Diversity is key to education
An anonymous commenter on social media wrote: ‘I grew up in a small, homogeneous (very white) farming community. I went off to university to expand my view of the world and am forever thankful that I had to immediately learn how to navigate, learn, and ultimately appreciate living with people with completely different backgrounds and values than me. In other words, learning that your way of life is not the way other people might like to live is key to educating yourself.’
I couldn’t agree more. I matriculated at a whites-only Afrikaans school where ‘Christian National Education’ was drilled into me, and the ‘swart gevaar’ (black danger) was presented as an imminent threat to civilised society, liable to bomb schools at any opportunity.
My world view was quickly righted by going to a multi-racial university, where everyone was treated equally and students of all races (and genders and sexual orientations) studied and socialised and protested together. I learnt not to judge different lifestyles, and was exposed to many different political alternatives.
Studying in diverse, cosmopolitan surroundings was the perfect antidote to the parochial identity politics which the apartheid school system had foisted upon us.
Now they want to bring racial segregation back, only not from the political right, but the political left.
‘Being recognized as a certain “kind of person,” in a given context’, is how Gee defines identity. In truth, being judged based on one’s skin colour, gender, sexual orientation, or other group identity is exactly the sort of insidious stereotyping against which non-racial liberalism stands.
It is true that many groups still experience hatred and discrimination not because of the content of their character, but because of who they are.

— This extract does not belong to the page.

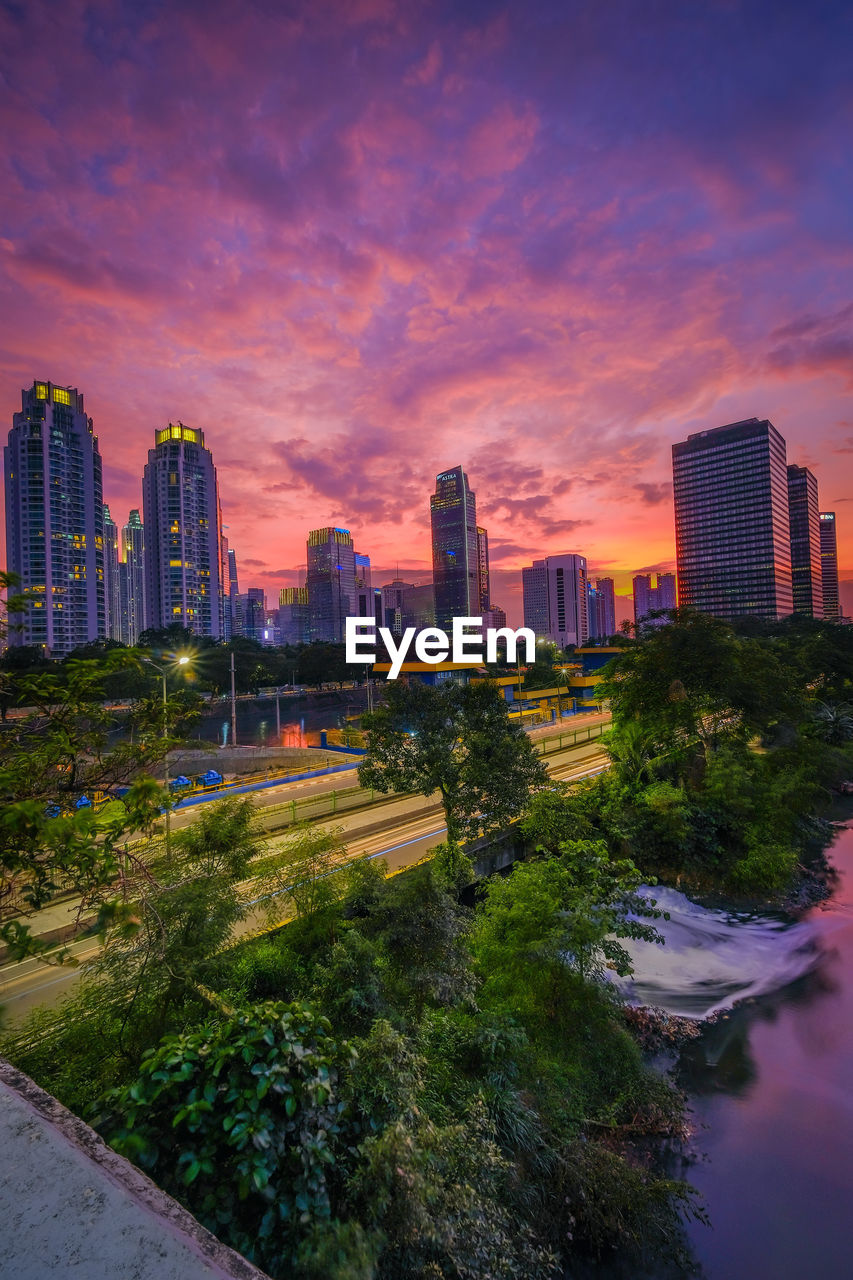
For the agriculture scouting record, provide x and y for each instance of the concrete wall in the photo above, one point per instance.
(74, 1210)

We ought always to be sensitive to the hurt and injustice inflicted by the discriminatory policies of the past, and the continuing prejudice that some people still face today.
However, two wrongs don’t make a right. Just as non-racial liberalism stood against segregation when the racists of the past divided society based on harmful stereotypes, so it stands against it today, when the neo-racists of the left are trying to re-segregate society based on those same harmful stereotypes.
The cure for prejudice is organic, unforced integration, not institutionally enforced segregation.
The views of the writer are not necessarily those of the Daily Friend or the IRR.